単調なはずのリズムが俺とミアを追い詰め、そして、シンクロさせていた。
「鷹斗っ……! ああんっ! 好きィ……好きなの……! 鷹斗が……鷹斗が好きっ……! ああん、イイっ……鷹斗のオチンチン、きもちイイのっ……好きっ……!」
もう、俺は、ミアのあられもない言葉の意味を追うことすらできず、ただその興奮をダイレクトに感じるだけだ。
同調する鼓動。
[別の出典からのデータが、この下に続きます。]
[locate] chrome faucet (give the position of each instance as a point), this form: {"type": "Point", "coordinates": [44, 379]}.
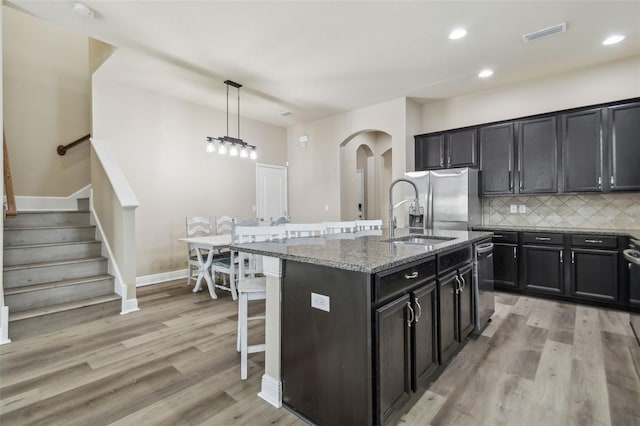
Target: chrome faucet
{"type": "Point", "coordinates": [416, 204]}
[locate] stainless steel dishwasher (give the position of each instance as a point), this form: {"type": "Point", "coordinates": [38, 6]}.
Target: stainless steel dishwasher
{"type": "Point", "coordinates": [483, 286]}
{"type": "Point", "coordinates": [632, 256]}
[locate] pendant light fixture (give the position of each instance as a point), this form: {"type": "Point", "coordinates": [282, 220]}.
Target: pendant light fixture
{"type": "Point", "coordinates": [226, 144]}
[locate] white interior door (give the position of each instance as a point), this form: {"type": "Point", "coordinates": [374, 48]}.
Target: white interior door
{"type": "Point", "coordinates": [271, 192]}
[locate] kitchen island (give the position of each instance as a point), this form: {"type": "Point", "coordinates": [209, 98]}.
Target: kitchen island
{"type": "Point", "coordinates": [355, 324]}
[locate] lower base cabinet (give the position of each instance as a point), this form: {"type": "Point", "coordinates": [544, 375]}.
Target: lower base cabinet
{"type": "Point", "coordinates": [542, 269]}
{"type": "Point", "coordinates": [505, 266]}
{"type": "Point", "coordinates": [594, 274]}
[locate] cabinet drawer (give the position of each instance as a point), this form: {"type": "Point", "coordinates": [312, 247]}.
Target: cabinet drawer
{"type": "Point", "coordinates": [542, 238]}
{"type": "Point", "coordinates": [402, 279]}
{"type": "Point", "coordinates": [505, 237]}
{"type": "Point", "coordinates": [451, 260]}
{"type": "Point", "coordinates": [604, 241]}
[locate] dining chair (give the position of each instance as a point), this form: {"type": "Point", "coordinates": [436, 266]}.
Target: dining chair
{"type": "Point", "coordinates": [297, 230]}
{"type": "Point", "coordinates": [340, 227]}
{"type": "Point", "coordinates": [196, 226]}
{"type": "Point", "coordinates": [362, 225]}
{"type": "Point", "coordinates": [251, 285]}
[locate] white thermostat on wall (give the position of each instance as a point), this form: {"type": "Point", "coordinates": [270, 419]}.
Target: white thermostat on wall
{"type": "Point", "coordinates": [320, 301]}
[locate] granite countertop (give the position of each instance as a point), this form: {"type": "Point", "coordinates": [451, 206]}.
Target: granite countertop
{"type": "Point", "coordinates": [358, 252]}
{"type": "Point", "coordinates": [633, 233]}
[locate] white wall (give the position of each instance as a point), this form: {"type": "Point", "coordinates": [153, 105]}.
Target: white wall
{"type": "Point", "coordinates": [314, 171]}
{"type": "Point", "coordinates": [47, 103]}
{"type": "Point", "coordinates": [604, 83]}
{"type": "Point", "coordinates": [160, 144]}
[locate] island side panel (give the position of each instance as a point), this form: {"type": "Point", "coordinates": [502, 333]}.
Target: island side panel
{"type": "Point", "coordinates": [326, 348]}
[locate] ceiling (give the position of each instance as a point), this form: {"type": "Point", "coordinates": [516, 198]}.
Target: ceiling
{"type": "Point", "coordinates": [319, 58]}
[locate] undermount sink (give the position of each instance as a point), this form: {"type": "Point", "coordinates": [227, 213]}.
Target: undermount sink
{"type": "Point", "coordinates": [421, 240]}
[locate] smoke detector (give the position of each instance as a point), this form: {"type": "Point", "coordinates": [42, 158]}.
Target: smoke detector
{"type": "Point", "coordinates": [546, 32]}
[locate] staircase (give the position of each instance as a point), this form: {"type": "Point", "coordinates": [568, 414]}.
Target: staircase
{"type": "Point", "coordinates": [54, 273]}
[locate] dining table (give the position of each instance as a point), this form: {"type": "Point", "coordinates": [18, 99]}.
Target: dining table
{"type": "Point", "coordinates": [213, 244]}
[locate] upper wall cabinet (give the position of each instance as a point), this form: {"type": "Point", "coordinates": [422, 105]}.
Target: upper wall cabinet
{"type": "Point", "coordinates": [456, 148]}
{"type": "Point", "coordinates": [624, 146]}
{"type": "Point", "coordinates": [582, 151]}
{"type": "Point", "coordinates": [538, 155]}
{"type": "Point", "coordinates": [497, 159]}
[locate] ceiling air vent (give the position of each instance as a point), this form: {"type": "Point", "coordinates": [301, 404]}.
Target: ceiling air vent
{"type": "Point", "coordinates": [536, 35]}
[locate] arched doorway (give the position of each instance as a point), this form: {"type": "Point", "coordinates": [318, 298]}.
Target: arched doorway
{"type": "Point", "coordinates": [365, 168]}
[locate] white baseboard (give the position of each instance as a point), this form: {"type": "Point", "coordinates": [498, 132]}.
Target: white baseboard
{"type": "Point", "coordinates": [160, 278]}
{"type": "Point", "coordinates": [129, 305]}
{"type": "Point", "coordinates": [27, 203]}
{"type": "Point", "coordinates": [4, 325]}
{"type": "Point", "coordinates": [271, 391]}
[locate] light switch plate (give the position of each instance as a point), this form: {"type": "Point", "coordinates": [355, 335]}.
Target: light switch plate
{"type": "Point", "coordinates": [320, 301]}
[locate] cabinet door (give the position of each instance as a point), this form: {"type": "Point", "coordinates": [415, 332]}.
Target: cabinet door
{"type": "Point", "coordinates": [542, 268]}
{"type": "Point", "coordinates": [424, 335]}
{"type": "Point", "coordinates": [624, 146]}
{"type": "Point", "coordinates": [594, 274]}
{"type": "Point", "coordinates": [496, 159]}
{"type": "Point", "coordinates": [393, 368]}
{"type": "Point", "coordinates": [447, 326]}
{"type": "Point", "coordinates": [462, 148]}
{"type": "Point", "coordinates": [505, 266]}
{"type": "Point", "coordinates": [538, 156]}
{"type": "Point", "coordinates": [581, 142]}
{"type": "Point", "coordinates": [429, 152]}
{"type": "Point", "coordinates": [465, 304]}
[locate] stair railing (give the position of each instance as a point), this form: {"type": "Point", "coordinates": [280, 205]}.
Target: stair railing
{"type": "Point", "coordinates": [62, 149]}
{"type": "Point", "coordinates": [8, 181]}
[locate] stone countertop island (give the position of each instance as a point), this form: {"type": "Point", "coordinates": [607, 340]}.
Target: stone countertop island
{"type": "Point", "coordinates": [339, 337]}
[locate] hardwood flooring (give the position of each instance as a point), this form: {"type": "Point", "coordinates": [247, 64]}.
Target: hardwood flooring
{"type": "Point", "coordinates": [174, 362]}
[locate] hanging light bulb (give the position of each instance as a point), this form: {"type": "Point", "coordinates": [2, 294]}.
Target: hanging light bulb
{"type": "Point", "coordinates": [211, 146]}
{"type": "Point", "coordinates": [223, 149]}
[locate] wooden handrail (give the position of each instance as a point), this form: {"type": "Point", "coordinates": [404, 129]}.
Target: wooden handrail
{"type": "Point", "coordinates": [62, 149]}
{"type": "Point", "coordinates": [8, 181]}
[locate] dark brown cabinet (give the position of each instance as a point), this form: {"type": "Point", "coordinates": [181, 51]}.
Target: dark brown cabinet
{"type": "Point", "coordinates": [623, 131]}
{"type": "Point", "coordinates": [497, 159]}
{"type": "Point", "coordinates": [424, 336]}
{"type": "Point", "coordinates": [542, 265]}
{"type": "Point", "coordinates": [443, 150]}
{"type": "Point", "coordinates": [582, 151]}
{"type": "Point", "coordinates": [537, 155]}
{"type": "Point", "coordinates": [393, 322]}
{"type": "Point", "coordinates": [429, 151]}
{"type": "Point", "coordinates": [455, 298]}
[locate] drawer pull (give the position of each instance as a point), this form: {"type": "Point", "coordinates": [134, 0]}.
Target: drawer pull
{"type": "Point", "coordinates": [419, 309]}
{"type": "Point", "coordinates": [412, 315]}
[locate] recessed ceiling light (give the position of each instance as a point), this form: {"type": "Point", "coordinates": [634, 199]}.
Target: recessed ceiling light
{"type": "Point", "coordinates": [457, 34]}
{"type": "Point", "coordinates": [613, 39]}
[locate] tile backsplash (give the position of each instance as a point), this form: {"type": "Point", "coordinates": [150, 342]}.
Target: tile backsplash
{"type": "Point", "coordinates": [602, 211]}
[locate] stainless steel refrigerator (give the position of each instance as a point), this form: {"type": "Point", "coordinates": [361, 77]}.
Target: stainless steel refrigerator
{"type": "Point", "coordinates": [449, 197]}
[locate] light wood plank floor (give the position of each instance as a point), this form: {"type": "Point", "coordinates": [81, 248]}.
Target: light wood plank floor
{"type": "Point", "coordinates": [174, 362]}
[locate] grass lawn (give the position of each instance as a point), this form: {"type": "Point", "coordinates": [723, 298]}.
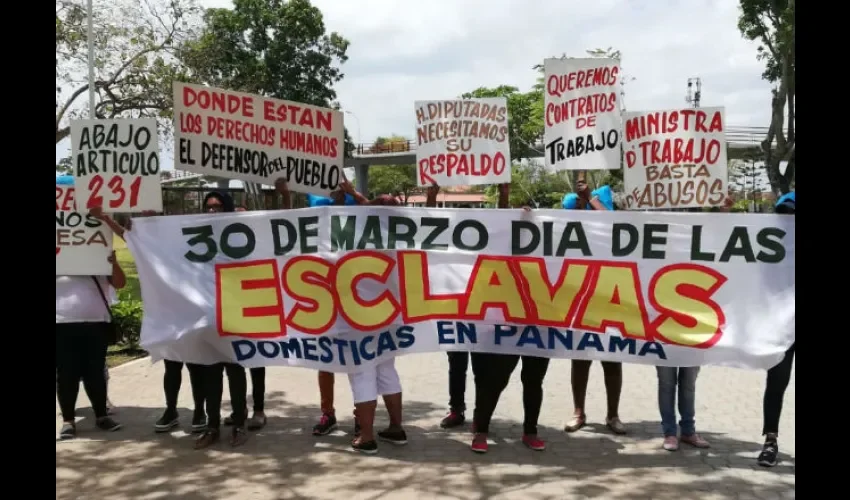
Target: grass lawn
{"type": "Point", "coordinates": [118, 355]}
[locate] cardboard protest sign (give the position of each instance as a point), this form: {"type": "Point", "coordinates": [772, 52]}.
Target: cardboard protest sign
{"type": "Point", "coordinates": [582, 114]}
{"type": "Point", "coordinates": [83, 243]}
{"type": "Point", "coordinates": [116, 164]}
{"type": "Point", "coordinates": [675, 159]}
{"type": "Point", "coordinates": [462, 142]}
{"type": "Point", "coordinates": [258, 139]}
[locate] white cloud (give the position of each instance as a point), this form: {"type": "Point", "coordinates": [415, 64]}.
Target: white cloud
{"type": "Point", "coordinates": [407, 50]}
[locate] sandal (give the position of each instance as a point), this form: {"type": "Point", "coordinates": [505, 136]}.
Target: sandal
{"type": "Point", "coordinates": [615, 425]}
{"type": "Point", "coordinates": [576, 423]}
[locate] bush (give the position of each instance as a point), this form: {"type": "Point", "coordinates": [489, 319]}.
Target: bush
{"type": "Point", "coordinates": [127, 317]}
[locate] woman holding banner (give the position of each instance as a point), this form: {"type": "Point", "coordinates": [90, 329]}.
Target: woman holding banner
{"type": "Point", "coordinates": [600, 199]}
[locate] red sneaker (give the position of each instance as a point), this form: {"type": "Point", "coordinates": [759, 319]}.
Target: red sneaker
{"type": "Point", "coordinates": [533, 442]}
{"type": "Point", "coordinates": [479, 443]}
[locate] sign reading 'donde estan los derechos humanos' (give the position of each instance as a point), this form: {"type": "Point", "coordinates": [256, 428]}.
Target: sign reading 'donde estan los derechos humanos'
{"type": "Point", "coordinates": [258, 139]}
重複する血流。
ひりひりするような、痛みと紙一重の危険なまでの愉悦を、ミアとともに感じる。
ペニスが、熱い。
そして、それを包み込むミアのヴァギナも、火傷しそうなほどに熱かった。
「イイの……あぁんっ、きもちイイ……っ! 鷹斗の……鷹斗のオチンチン好きィ……っ! イク……イクイクイクうっ! 鷹斗のオチンチンでイっちゃうううぅーッ!」
熱い塊が、体の一番底からマグマのように迫り上がる。
ペニスを破裂させんばかりに強烈な射精欲求が、限界にまで達していた快感をさらに高めた。
「イ、クうぅ……ッ!」
ぐっ! とミアが俺の背中に爪を立てた。
ミアの絶頂に呼応して、俺も、精を迸らせる。
膣内に溢れ出る大量の精液が、重力に逆らって、激しい勢いで子宮口を叩いた。
「んんんんんんんっ! んあっ! あーっ! ああああああああああああああああああぁぁぁぁぁぁぁぁーっ!」
血液が逆流し、肉体が反転するかのような快楽の渦が、俺とミアとをどろどろに融かす。
冷たさを覚えるほどに鋭い性感と、目が眩みそうなほどに激しい愉悦。
そして、燃えるように熱く、血のように赤い、圧倒的な奔流。
存在そのものが剥奪され、蹂躙され、凌辱される。
死と、ほぼ同意儀の、快感……。
自我が、しばし消える。
俺が俺でなくなる。
そして――
――。
ミアの記憶が、準備された“器”である俺の脳に流れ込む。
そして俺は、“カインの花嫁”とは何であるのかを、今、知ったのだった。